Saturday, November 6, 2010

The Courage To Do Nothing

I just finished reading a book by this title written by a fellow Cincinnatian, Bill Flax. This book turns out to be an excellent primer on classical economics and why the current government "solutions" to the recession have only made things worse. While I found his beginning sections railing against President Obama a bit tedious (not that I disagreed with them), Flax's economic sense really shines in several places. He maintains that recessions and depressions are not really so bad. They simply reallocate badly-spent money back into more efficient enterprises. His advice? Let the economy solve its own problems. When governments try to prop up failing industries, they are really only delaying a necessary curative process. Malinvestment and inefficiency are the problems--the recession is the cure. Capitalism works!

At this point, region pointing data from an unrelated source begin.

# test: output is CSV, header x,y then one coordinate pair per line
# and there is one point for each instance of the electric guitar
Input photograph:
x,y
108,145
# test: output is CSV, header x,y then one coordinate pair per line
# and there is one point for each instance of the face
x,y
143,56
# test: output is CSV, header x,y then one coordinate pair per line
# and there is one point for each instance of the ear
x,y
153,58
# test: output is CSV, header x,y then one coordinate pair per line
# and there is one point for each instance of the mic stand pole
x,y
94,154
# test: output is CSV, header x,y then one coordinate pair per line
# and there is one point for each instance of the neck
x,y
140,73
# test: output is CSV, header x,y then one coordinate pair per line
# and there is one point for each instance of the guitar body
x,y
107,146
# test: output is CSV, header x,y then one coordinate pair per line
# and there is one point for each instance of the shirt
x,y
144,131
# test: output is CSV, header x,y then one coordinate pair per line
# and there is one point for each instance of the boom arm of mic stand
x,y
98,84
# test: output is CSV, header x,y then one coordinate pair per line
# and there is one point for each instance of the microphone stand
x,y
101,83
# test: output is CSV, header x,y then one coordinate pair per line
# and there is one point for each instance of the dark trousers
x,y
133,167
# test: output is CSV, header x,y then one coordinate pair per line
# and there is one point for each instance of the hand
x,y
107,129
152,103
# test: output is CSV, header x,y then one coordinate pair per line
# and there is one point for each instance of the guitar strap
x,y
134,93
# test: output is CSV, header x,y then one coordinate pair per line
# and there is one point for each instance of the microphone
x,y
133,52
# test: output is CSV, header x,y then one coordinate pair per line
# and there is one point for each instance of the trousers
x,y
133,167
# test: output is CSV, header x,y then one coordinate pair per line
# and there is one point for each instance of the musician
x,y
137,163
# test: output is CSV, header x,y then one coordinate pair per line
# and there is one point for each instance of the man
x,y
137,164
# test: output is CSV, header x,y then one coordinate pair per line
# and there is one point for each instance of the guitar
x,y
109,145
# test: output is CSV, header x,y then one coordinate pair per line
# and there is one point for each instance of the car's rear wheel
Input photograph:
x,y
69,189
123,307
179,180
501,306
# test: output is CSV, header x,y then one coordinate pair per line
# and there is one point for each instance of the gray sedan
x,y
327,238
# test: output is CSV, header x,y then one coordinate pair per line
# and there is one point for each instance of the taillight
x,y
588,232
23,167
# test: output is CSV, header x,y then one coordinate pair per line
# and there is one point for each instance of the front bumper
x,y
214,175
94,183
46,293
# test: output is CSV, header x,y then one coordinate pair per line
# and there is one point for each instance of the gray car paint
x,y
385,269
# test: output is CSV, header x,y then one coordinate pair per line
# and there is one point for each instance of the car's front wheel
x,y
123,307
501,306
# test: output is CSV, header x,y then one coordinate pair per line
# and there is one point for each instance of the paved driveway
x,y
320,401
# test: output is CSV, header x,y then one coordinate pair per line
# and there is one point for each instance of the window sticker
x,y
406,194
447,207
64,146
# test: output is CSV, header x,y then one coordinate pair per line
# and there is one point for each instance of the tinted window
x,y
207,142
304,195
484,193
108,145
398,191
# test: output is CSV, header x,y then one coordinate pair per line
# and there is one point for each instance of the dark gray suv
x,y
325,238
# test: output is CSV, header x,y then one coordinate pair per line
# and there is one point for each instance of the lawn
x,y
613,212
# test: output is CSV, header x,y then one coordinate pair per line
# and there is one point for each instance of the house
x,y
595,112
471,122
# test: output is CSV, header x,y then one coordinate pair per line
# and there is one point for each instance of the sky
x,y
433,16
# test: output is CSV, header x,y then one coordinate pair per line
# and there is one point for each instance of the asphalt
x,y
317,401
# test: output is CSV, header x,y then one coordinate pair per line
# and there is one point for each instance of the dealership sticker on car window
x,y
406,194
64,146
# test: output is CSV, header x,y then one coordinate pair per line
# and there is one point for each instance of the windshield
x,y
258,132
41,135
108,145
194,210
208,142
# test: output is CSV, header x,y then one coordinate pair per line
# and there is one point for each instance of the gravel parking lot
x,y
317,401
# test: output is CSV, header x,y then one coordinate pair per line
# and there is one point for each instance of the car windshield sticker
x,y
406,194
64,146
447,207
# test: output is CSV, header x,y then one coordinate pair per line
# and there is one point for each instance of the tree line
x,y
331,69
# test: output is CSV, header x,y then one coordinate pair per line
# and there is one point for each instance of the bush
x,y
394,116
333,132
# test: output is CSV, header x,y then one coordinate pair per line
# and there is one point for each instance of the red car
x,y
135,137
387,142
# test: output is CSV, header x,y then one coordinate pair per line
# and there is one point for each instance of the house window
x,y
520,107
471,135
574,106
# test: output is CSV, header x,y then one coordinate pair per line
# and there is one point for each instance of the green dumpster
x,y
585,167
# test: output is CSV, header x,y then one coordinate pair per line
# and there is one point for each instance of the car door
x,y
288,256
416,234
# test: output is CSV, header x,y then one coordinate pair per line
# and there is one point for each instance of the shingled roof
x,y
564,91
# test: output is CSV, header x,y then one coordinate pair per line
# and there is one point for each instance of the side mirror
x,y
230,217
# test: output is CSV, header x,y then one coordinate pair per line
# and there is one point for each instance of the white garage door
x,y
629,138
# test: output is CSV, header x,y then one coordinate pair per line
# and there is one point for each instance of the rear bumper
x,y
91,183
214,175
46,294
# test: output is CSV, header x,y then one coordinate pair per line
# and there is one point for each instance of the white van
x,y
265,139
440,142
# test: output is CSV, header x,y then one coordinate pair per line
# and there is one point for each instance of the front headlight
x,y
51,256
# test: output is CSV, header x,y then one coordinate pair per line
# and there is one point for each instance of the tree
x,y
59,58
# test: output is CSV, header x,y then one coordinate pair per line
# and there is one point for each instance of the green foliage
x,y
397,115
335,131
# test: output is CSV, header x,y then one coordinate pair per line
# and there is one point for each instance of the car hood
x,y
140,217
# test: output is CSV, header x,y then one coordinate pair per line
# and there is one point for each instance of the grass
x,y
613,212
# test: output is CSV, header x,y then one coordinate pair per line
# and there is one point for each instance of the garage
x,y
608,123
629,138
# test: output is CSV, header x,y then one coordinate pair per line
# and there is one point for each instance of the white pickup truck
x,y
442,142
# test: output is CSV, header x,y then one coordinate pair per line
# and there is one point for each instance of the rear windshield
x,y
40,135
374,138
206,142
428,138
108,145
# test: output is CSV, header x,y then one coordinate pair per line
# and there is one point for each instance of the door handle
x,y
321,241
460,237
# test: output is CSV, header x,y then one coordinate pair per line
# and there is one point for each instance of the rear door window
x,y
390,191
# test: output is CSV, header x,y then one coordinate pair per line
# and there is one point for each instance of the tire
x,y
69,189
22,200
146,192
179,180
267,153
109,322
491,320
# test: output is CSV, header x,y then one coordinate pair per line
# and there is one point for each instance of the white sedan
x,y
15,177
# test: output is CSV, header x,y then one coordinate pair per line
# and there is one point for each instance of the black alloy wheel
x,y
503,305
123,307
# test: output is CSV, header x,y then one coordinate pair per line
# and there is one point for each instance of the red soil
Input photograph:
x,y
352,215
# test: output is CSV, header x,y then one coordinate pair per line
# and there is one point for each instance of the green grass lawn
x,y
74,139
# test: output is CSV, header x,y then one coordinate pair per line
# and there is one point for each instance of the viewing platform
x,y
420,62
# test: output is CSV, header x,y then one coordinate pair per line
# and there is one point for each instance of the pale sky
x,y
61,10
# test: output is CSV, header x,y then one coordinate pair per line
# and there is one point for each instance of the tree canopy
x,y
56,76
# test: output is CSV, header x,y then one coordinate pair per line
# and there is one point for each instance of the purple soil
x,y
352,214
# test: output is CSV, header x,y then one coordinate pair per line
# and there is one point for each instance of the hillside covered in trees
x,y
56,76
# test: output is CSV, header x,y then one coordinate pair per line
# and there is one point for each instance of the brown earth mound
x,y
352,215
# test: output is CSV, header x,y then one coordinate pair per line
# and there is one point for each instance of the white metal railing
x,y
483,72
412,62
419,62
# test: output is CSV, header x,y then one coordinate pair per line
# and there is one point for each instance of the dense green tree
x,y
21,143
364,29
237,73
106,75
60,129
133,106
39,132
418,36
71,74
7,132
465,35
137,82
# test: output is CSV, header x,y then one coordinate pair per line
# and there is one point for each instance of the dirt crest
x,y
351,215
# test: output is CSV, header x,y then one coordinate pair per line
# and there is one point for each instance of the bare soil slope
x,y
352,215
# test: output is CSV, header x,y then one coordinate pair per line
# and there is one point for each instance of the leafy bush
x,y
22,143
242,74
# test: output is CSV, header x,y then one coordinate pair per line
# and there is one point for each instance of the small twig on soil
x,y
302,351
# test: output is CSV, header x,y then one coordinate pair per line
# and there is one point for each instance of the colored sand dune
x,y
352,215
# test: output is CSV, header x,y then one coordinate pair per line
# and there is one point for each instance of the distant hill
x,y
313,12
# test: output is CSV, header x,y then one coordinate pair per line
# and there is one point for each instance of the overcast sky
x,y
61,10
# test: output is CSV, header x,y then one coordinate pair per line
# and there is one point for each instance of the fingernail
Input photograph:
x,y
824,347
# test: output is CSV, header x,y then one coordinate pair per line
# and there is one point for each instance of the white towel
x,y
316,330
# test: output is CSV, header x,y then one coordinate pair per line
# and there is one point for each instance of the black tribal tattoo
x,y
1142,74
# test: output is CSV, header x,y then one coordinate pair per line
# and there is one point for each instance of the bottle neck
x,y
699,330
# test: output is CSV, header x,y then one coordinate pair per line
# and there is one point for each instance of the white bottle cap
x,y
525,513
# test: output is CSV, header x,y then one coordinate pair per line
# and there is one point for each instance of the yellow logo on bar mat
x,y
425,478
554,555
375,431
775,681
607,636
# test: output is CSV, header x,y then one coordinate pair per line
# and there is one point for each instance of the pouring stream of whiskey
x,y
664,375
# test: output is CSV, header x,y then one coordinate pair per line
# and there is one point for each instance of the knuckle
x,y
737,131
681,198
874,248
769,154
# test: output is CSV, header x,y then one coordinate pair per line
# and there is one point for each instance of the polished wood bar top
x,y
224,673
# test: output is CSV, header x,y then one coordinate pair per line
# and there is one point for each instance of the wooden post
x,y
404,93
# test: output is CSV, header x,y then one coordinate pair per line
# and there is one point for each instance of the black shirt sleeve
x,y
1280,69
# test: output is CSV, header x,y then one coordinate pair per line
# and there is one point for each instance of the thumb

Flax also brilliantly explains Keynesian economic theory and how it has come to dominate government economic policy in the last few decades. He accuses Keynes of two critically false assumptions: 1) Capital is static and 2) Demand is finite. In the Keynesian way of thinking, consumer demand drives the economy. I want a car, therefore car-markers will hire workers and build factories. This is surely putting the cart before the horse. Keynesians also deny the existence of scarcity. Demand is not finite, as any parent knows. The number of things people want is infinite and far exceeds what is physically and materially available. The Keynesian dream is fueled by easy credit and government "stimulus", a deminishing-returns ponzi scheme that leads to massive inflation.

Better to be back on the gold standard and disband the Federal Reserve, says Flax. Manipulated fiat currency--and the endless printing of money--constitutes taxation without representation. Currency devaluation discourages saving and thrift while encouraging reckless borrowing and consumption. Our country is truly at risk if these harmful trends are not curtailed.

Bill Flax has written a great book urging a simple, but shocking, suggestion to government planners and economy wonks: have the courage to do nothing! He promotes the out-of-fashion but clear-headed Austrian school of classical economics and quotes extensively from its many adherents. He also highlights the importance of freedom and the need to return to constitutional government. Backed by over 60 pages of notes, The Courage To Do Nothing delivers the right solutions for our troubled times.